No, the big benefit of shared libraries is the fact that you only have to upgrade in one place to have the code upgraded everywhere.

Where static linking wins is where you have control of “all” aspects of operations. That is, if there is a new version of openssl to fix a bug, it’s feasible in your environment to recompile. You then also have the option to roll back, and roll back openssl to only one application in case there is an incompatibility. This won’t, of course, help with dlopen()ed libraries.

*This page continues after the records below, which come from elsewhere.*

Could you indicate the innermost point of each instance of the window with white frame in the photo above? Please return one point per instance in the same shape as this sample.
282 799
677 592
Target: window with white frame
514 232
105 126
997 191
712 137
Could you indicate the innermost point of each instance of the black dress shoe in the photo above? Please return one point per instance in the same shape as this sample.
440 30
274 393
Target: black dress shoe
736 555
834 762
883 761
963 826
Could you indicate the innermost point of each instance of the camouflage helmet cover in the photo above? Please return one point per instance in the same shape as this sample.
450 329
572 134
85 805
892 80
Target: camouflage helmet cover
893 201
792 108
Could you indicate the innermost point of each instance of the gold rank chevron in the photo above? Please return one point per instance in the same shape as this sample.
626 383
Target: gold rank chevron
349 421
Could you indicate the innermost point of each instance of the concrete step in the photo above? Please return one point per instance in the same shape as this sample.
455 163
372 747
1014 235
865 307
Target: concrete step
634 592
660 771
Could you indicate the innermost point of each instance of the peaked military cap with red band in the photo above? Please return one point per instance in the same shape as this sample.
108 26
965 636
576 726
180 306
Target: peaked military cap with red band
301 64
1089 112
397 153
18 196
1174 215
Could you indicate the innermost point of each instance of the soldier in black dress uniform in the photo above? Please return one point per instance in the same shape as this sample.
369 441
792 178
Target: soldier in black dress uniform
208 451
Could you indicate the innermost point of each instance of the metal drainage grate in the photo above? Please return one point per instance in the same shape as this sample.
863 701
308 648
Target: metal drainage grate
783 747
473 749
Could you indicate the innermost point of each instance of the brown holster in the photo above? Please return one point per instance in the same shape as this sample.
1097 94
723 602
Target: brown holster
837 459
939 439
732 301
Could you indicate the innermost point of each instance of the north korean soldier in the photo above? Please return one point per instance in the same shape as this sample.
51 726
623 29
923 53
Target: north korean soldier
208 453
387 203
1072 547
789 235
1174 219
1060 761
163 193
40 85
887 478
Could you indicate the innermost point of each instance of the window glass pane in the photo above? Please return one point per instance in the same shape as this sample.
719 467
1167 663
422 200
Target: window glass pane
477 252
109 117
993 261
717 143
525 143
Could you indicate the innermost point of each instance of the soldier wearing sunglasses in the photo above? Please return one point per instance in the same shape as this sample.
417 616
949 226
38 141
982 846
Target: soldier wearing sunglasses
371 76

Now back to what the options mean. -static is the option to ostensibly not require (assume existence and compatibility of) shared libraries on the target system. Turns out it’s not that simple. -static-libstdc++ is often (I dare almost say “usually”) needed if the libstdc++ versions between build and target systems differ by a few years on Linux. Like I said I needed this to compile my C++11 stuff on Debian Testing (frozen to be stable, IIRC) and Debian Stable. One binary. Just scp it to the target and run. No dependencies.

As for libgcc it’s mostly for cases where you can’t count on access to any libraries (such as what you mentioned, as OS hacking), but isn’t that why you gave -static in the first place? :-)

This post doesn’t address other aspects of static linking, such as glibc being static-hostile, a whole topic in itself. Compiling static won’t make everything “just work” either.